Motta diz que Câmara decidirá se deputados que o STF condena perderão mandato

Hugo Motta afirma que a Câmara analisará a perda de mandato dos deputados condenados pelo STF por corrupção passiva, respeitando os trâmites internos.

Quarta, 18 de Março de 2026 às 20:33, por: CdB

Segundo Motta, a análise será conduzida “de maneira regimental”, respeitando trâmites internos da Câmara após o trânsito em julgado do processo.

Por Redação – de Brasília

Compete somente à Câmara ter a palavra final sobre a perda de mandato dos deputados Josimar Maranhãozinho (PL-MA), Pastor Gil (PL-MA) e Bosco Costa (PL-SE), uma vez condenados pelo Supremo Tribunal Federal (STF) por corrupção passiva em um caso relacionado a desvios de emendas parlamentares. A determinação é do presidente da Casa, deputado Hugo Motta (Republicanos-PB), ocorrida na manhã desta quarta-feira.
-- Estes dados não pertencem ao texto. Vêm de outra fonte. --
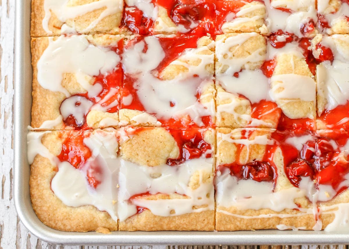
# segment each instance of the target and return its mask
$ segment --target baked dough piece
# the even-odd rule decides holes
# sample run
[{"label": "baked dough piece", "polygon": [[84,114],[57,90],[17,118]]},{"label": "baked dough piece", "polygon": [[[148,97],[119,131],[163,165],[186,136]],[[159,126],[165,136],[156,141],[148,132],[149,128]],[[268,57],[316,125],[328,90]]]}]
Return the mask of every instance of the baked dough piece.
[{"label": "baked dough piece", "polygon": [[[277,126],[280,111],[276,111],[278,115],[272,110],[270,114],[257,114],[261,111],[270,111],[267,110],[269,107],[265,103],[260,104],[270,99],[268,79],[260,69],[266,59],[266,50],[265,38],[257,33],[217,36],[215,70],[217,126]],[[274,103],[270,105],[271,109],[276,106]],[[262,105],[263,110],[258,107]]]},{"label": "baked dough piece", "polygon": [[207,36],[158,35],[128,42],[122,55],[121,123],[177,127],[214,123],[214,50]]},{"label": "baked dough piece", "polygon": [[120,129],[119,229],[214,230],[214,130]]},{"label": "baked dough piece", "polygon": [[117,126],[122,74],[112,49],[123,39],[99,35],[32,38],[32,127]]},{"label": "baked dough piece", "polygon": [[340,0],[318,1],[319,22],[323,33],[349,34],[349,4]]},{"label": "baked dough piece", "polygon": [[216,7],[216,26],[223,33],[268,32],[265,23],[266,10],[262,2],[218,1]]},{"label": "baked dough piece", "polygon": [[268,45],[270,95],[282,111],[280,129],[315,128],[316,83],[303,53],[295,42],[280,48]]},{"label": "baked dough piece", "polygon": [[122,0],[33,0],[31,36],[67,33],[119,33]]},{"label": "baked dough piece", "polygon": [[318,199],[322,228],[328,232],[347,231],[349,134],[343,130],[320,130],[317,133],[321,159],[317,179]]},{"label": "baked dough piece", "polygon": [[299,38],[313,37],[318,33],[315,0],[271,0],[264,3],[267,27],[272,34],[281,31]]},{"label": "baked dough piece", "polygon": [[349,35],[319,35],[312,41],[317,67],[317,128],[346,129],[349,124]]},{"label": "baked dough piece", "polygon": [[[35,132],[30,133],[28,138],[28,159],[31,161],[30,162],[31,163],[29,182],[30,197],[33,208],[39,219],[45,225],[62,231],[105,232],[108,231],[106,229],[117,230],[117,216],[113,214],[113,219],[108,212],[113,210],[112,200],[109,200],[111,203],[108,204],[108,202],[105,201],[107,199],[106,198],[103,201],[105,201],[104,205],[100,198],[95,199],[96,204],[100,209],[103,210],[104,206],[106,208],[104,210],[108,211],[102,211],[88,204],[89,203],[91,204],[91,201],[86,194],[88,189],[90,189],[89,193],[92,195],[91,196],[95,197],[96,193],[97,195],[103,193],[105,183],[113,175],[113,170],[117,166],[110,164],[112,160],[115,160],[118,149],[115,132],[101,130]],[[89,139],[87,142],[84,140],[87,138]],[[83,143],[81,142],[83,139]],[[92,149],[93,139],[100,143],[97,144],[99,147],[94,151],[94,155],[91,156],[89,150]],[[91,147],[89,149],[85,143]],[[72,156],[68,157],[68,151],[64,150],[68,149],[67,148],[62,146],[64,144],[68,144],[71,150],[75,150],[77,152],[75,156],[70,154]],[[104,154],[102,156],[98,154],[96,156],[97,151],[104,153],[107,150],[106,148],[110,150],[108,151],[110,154]],[[90,157],[88,157],[89,156]],[[102,167],[103,170],[109,169],[104,171],[105,174],[101,175],[96,174],[95,171],[94,172],[91,162],[94,161],[91,159],[95,157],[98,158],[98,168]],[[102,158],[107,158],[109,159],[106,160],[110,160],[109,166],[111,167],[109,168],[104,167],[105,164],[101,162]],[[89,162],[84,161],[85,159],[89,160]],[[66,160],[69,162],[65,161]],[[69,163],[80,169],[75,168]],[[86,180],[86,171],[91,174],[90,181],[95,175],[97,180],[100,179],[101,176],[104,178],[102,183],[99,183],[95,189],[89,185]],[[105,192],[104,194],[108,196],[112,192],[110,188],[109,193]],[[61,199],[55,193],[61,198],[63,196]],[[117,197],[117,195],[116,196]],[[69,206],[66,204],[70,204]],[[115,210],[117,211],[116,208]]]},{"label": "baked dough piece", "polygon": [[209,0],[125,0],[125,3],[124,23],[134,33],[204,35],[214,32],[215,7]]},{"label": "baked dough piece", "polygon": [[310,229],[315,224],[307,189],[294,186],[286,176],[289,157],[279,145],[278,132],[217,129],[216,230]]}]

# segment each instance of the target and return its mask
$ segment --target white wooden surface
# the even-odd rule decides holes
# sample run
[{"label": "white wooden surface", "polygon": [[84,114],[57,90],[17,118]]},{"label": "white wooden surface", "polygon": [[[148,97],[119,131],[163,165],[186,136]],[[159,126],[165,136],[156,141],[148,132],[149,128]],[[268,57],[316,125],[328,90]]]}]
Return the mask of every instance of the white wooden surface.
[{"label": "white wooden surface", "polygon": [[56,246],[29,233],[17,217],[12,196],[15,6],[0,0],[0,249],[349,249],[347,246],[88,247]]}]

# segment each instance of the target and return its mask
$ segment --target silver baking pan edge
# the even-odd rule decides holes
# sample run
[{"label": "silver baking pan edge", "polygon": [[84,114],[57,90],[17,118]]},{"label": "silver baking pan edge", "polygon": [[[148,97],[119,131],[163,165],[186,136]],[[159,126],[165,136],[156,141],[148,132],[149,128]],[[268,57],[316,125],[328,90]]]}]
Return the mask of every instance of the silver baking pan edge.
[{"label": "silver baking pan edge", "polygon": [[30,167],[27,159],[27,126],[31,106],[30,35],[31,0],[16,0],[15,51],[14,196],[18,216],[33,234],[46,241],[65,244],[344,244],[349,234],[275,230],[222,232],[64,232],[44,225],[31,206]]}]

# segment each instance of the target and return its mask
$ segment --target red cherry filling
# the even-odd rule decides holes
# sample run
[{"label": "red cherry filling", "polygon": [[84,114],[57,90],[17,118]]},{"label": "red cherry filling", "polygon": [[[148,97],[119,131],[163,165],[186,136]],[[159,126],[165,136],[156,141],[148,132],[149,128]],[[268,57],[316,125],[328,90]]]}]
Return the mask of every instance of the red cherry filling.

Motta diz que Câmara decidirá se deputados que o STF condena perderão mandato | O deputado Maranhãozinho (PL-MA) foi condenado no STF por corrupção
O deputado Maranhãozinho (PL-MA) foi condenado no STF por corrupção

Segundo Motta, a análise será conduzida “de maneira regimental”, respeitando trâmites internos da Câmara após o trânsito em julgado do processo. Na véspera, a Primeira Turma do Supremo condenou os três parlamentares por corrupção passiva, em ação que apura a destinação irregular de recursos de emendas. O colegiado, no entanto, afastou a acusação de organização criminosa.

 

Provas

O julgamento começou na semana passada, com sustentações da Procuradoria-Geral da República e das defesas. Segundo a acusação, o esquema teria ocorrido entre 2019 e 2021, com participação de intermediários e assessores, e envolveria a cobrança de valores junto a gestores municipais em troca da destinação de recursos federais. A estimativa apresentada na investigação aponta movimentação superior a R$ 1,6 milhão em propina.

Já votaram pela condenação dos réus os ministros Cristiano Zanin, relator do processo, Alexandre de Moraes e Cármen Lúcia, o que garantiu a maioria pela condenação. Falta apenas o voto de Flávio Dino, mas a tendência é que o placar seja unânime.

Em seu voto, Zanin afirmou haver “provas robustas” de que o grupo solicitava propina equivalente a 25% do valor de emendas destinadas ao município de São José de Ribamar.